André Lascombes

Elements of a Persuasion Strategy in the English Cycles and Early Moral Plays

[Résumé]

À travers l’examen des textes indiqués, l’article tente de retrouver quelques-unes des raisons techniques (essentiellement de structure et de dramaturgie) militant en faveur du principe débattu, que « voir c’est croire ». Il examine d’abord les conditions matérielles, toutes physiques, selon lesquelles le rapport jeu/réception se met en place dans les cycles et les pièces morales. Ce rapport semble favoriser l’éclosion d’une « illusio » fondée sur le trope communicationnel de la « diaphore théâtrale ». Cette modalité esthétique de la réception théâtrale encourage la double perception simultanée du jeu et de son signifié profond.
Examiné ensuite est le rôle stratégique de personnages « testimoniaux » chargés d’une médiation de la leçon inscrite dans le drame.
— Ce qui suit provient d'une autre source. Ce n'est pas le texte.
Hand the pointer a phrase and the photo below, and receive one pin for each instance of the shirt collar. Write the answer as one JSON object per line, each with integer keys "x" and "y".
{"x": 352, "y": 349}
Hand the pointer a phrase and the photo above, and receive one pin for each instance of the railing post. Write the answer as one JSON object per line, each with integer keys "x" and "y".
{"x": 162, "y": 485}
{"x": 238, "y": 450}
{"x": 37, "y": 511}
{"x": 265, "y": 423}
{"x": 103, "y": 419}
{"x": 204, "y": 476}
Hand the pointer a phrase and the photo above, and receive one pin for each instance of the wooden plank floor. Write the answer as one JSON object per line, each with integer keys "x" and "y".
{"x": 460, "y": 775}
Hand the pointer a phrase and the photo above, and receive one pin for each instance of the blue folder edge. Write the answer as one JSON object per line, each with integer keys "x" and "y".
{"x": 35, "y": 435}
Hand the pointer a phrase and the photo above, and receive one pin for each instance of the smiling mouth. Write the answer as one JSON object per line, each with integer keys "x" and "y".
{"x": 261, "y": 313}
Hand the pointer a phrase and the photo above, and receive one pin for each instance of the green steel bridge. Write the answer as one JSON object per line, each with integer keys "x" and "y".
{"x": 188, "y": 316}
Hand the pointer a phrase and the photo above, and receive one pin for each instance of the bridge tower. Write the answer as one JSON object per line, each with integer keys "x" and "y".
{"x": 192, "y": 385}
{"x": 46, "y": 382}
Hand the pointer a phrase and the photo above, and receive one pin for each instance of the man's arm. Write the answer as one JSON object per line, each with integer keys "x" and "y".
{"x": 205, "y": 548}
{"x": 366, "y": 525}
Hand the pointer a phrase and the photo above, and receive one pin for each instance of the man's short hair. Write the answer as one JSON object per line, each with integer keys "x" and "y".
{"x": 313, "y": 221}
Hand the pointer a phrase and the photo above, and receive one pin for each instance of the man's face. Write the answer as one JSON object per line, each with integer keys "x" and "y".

Émules de Thomas–le-dydime, ces personnages chargés de montrer l’inanité du doute encouragent le spectateur à adhérer au parcours de conviction.

L’article fait valoir pour finir une vérité souvent oubliée dans le schéma psychique de la réception. Il le fait sous deux formes complémentaires : d’abord en rappelant les analyses de F. Fergusson relayées par M. Goldman. Ensuite en soulignant que celles-ci ont été plus récemment légitimées par certaines révélations de l’imagerie médicale : celle, par exemple, que le spectacle suscite, le temps de la réception, une adhésion neuronale en miroir. On peut donc penser que les promoteurs des « quycke bokes » qu’étaient ces pièces, subodorant cette capacité du cerveau humain, ont su l’accompagner par les techniques précédemment évoquées.